Recent evidence has shown that people with rheumatoid arthritis (RA) have a higher incidence of periodontal disease and that the extent and severity of both the periodontal disease and RA are linked. Furthermore periodontal therapy has been shown to have a beneficial effect on the severity of the RA. Moderate to severe periodontitis may also be a risk factor in the development of RA in non-smokers. One of the most important factors in oral care is access to dental health practitioners. In the UK it is well reported in the media about lack of access to dental care. We decided to audit the access to dental care in a sample of our patient cohort with inflammatory arthritis. A patient dental care leaflet was produced highlighting the importance of dental care which was distributed to all our inflammatory arthritis patients. We then re-audited a sample of patients to determine if there had been any change in behaviour or access to dental care.
The first audit took place in 2009. All adult patients attending for rheumatology follow-up during a one month period were given an approved questionnaire to complete. Questionnaires were anonymous and included questions on access to both NHS and Private dental care. During 2010 a Trust approved patient leaflet about the importance of dental care was devised and given to all patients with inflammatory arthritis who attended the hospital rheumatology department. Six months later a second questionnaire was given to all adult patients attending for rheumatology follow-up during a one month period. This second questionnaire included questions on the dental care leaflet along with access to dental care.
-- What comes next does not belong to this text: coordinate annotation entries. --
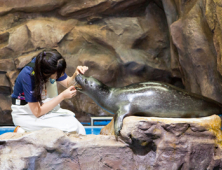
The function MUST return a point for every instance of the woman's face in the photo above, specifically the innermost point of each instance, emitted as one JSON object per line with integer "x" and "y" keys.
{"x": 53, "y": 76}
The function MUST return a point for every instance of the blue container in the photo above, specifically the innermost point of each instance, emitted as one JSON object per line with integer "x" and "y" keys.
{"x": 89, "y": 130}
{"x": 6, "y": 129}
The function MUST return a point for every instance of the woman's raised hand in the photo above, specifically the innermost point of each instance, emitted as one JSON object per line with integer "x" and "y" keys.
{"x": 69, "y": 92}
{"x": 81, "y": 70}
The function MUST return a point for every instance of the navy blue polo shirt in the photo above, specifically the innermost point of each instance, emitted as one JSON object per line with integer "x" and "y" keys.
{"x": 25, "y": 83}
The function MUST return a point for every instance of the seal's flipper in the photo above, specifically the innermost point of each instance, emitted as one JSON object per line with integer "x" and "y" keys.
{"x": 118, "y": 121}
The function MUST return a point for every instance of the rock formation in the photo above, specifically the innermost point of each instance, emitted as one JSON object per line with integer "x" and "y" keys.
{"x": 129, "y": 41}
{"x": 145, "y": 143}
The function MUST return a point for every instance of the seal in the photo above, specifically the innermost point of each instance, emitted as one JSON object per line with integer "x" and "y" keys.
{"x": 150, "y": 99}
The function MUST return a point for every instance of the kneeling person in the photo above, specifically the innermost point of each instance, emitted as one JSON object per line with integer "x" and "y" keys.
{"x": 35, "y": 99}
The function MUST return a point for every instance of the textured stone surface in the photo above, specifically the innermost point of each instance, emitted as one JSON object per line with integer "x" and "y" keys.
{"x": 121, "y": 41}
{"x": 145, "y": 143}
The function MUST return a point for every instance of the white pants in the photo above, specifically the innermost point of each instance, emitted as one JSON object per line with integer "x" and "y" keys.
{"x": 57, "y": 118}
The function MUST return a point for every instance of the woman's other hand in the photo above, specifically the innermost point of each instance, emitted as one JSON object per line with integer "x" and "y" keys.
{"x": 69, "y": 92}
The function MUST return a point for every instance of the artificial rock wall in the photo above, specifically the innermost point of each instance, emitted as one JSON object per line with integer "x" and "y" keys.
{"x": 121, "y": 41}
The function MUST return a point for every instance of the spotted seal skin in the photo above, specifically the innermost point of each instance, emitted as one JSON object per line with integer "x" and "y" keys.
{"x": 150, "y": 99}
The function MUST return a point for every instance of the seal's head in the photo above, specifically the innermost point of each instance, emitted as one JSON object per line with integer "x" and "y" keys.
{"x": 90, "y": 86}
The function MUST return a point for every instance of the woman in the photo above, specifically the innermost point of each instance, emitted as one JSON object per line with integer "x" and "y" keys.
{"x": 35, "y": 99}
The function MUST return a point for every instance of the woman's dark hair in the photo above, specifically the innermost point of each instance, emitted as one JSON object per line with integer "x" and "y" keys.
{"x": 48, "y": 62}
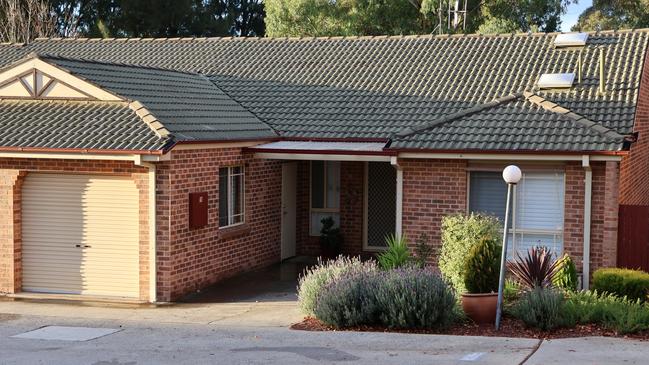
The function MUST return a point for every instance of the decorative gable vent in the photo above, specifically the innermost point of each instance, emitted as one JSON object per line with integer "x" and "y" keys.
{"x": 556, "y": 81}
{"x": 36, "y": 84}
{"x": 571, "y": 40}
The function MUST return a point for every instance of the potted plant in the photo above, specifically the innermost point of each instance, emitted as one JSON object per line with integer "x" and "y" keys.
{"x": 331, "y": 240}
{"x": 481, "y": 273}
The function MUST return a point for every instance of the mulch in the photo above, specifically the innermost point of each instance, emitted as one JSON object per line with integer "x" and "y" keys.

Demographics for both audits were similar. In the second audit 139 (95%) patients admitted to receiving the leaflet on dental care. All patients agreed or strongly agreed that the leaflet was easy to understand. Only 10 patients thought the leaflet contained no new information. 74 patients thought the leaflet applied to them and 125 patients thought the leaflet was helpful. Despite this very little change in behaviour was seen although 8 patients admitted that hey could not afford the dentist.
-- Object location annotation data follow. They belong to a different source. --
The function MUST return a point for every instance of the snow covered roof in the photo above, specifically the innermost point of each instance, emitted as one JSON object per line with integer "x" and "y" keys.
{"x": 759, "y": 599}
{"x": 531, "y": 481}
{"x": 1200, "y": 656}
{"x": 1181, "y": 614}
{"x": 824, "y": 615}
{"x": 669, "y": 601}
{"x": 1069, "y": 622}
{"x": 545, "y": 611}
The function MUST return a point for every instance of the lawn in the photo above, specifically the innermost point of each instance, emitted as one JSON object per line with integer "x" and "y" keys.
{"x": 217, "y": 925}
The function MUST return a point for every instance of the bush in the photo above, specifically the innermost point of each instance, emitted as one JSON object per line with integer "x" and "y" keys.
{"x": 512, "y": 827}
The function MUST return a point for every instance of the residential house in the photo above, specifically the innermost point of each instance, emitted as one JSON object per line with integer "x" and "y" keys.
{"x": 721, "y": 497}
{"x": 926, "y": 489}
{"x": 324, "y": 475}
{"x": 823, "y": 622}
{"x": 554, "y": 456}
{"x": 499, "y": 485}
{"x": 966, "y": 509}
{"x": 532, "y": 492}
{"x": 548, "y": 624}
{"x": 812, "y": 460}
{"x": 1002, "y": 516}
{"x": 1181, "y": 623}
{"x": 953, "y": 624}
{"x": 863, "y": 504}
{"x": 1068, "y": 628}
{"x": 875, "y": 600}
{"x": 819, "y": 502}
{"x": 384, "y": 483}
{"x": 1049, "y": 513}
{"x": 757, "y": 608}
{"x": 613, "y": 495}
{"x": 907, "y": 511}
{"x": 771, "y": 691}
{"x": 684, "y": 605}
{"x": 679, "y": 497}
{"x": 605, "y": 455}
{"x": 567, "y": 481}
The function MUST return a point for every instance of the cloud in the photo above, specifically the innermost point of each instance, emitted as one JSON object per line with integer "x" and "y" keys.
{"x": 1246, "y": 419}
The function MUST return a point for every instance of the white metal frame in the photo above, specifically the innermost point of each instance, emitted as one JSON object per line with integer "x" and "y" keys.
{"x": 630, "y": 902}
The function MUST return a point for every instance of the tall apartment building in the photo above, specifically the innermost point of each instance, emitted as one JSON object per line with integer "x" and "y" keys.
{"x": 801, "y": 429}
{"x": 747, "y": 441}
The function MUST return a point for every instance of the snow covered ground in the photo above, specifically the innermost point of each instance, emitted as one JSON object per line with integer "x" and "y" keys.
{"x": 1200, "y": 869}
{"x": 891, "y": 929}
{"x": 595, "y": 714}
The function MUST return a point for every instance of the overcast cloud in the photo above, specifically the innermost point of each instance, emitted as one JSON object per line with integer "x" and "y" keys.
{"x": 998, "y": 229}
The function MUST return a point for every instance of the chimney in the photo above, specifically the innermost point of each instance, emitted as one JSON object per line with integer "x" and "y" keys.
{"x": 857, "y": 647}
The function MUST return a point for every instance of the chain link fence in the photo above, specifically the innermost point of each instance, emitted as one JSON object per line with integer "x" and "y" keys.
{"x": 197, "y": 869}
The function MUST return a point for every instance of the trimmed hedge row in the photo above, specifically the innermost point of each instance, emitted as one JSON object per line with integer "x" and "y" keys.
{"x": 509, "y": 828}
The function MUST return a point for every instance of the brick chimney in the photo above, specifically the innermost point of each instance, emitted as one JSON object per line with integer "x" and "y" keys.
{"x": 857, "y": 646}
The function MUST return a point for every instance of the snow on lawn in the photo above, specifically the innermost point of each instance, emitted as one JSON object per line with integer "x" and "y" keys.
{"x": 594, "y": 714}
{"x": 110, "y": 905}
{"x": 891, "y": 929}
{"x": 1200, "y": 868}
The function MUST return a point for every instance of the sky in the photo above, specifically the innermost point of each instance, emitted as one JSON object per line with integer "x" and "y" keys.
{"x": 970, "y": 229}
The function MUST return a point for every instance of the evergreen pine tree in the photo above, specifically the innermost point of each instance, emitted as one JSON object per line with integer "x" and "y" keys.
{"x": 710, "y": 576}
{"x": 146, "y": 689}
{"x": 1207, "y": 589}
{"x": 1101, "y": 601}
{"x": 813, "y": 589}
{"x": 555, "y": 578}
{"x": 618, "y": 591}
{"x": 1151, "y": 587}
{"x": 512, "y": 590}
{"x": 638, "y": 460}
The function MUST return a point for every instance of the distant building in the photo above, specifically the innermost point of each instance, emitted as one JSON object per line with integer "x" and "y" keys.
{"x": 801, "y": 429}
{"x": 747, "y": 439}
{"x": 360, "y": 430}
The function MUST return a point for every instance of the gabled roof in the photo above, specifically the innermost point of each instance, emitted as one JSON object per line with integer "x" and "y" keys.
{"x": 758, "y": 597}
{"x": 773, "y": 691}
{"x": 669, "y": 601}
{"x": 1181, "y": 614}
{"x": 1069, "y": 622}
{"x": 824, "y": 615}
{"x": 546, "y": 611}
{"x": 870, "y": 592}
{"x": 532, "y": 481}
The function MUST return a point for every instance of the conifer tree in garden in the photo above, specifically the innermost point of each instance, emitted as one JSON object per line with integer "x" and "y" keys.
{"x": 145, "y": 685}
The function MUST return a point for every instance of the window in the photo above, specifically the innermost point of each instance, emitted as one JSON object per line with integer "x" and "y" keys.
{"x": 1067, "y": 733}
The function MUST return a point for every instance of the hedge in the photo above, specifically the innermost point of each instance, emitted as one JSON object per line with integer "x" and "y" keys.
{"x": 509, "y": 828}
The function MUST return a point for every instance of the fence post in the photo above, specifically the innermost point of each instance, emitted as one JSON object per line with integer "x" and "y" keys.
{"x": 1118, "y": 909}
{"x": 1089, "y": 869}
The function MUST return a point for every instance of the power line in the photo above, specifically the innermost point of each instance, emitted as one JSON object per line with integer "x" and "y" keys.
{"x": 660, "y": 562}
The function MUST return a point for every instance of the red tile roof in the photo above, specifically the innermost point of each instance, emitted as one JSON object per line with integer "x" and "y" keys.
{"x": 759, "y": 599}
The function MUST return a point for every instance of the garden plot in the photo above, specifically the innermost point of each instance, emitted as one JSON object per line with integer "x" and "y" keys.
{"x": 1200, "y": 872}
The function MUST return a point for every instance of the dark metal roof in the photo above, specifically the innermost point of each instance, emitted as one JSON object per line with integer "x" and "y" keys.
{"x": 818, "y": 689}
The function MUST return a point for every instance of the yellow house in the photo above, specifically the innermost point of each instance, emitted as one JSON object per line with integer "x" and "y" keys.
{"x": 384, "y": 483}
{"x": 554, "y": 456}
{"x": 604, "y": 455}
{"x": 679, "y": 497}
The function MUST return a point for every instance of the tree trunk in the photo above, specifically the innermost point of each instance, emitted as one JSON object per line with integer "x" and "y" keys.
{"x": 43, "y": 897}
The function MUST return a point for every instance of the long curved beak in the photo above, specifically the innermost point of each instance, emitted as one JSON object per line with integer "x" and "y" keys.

Dental care has become increasingly important in the light of new evidence linking severity of RA disease with both smoking and poor periodontal health. In our department a patient education leaflet led to minimal change in behaviour, with a slight increase in the amount of people accessing dental care and a moderate increase in access to NHS instead of private dentistry but no increase in the use of electric toothbrushes. Increasing the awareness of the potential link between poor oral hygiene and RA may have a useful impact on disease severity, however future studies need to concentrate on barriers to changing behaviour which may be due to cost or fear of dentists.
Disclosure: P. J. Cornell, Abbott Immunology Pharmaceuticals, UCB, Roche, 5 ; S. Richards, None; S. Westlake, None.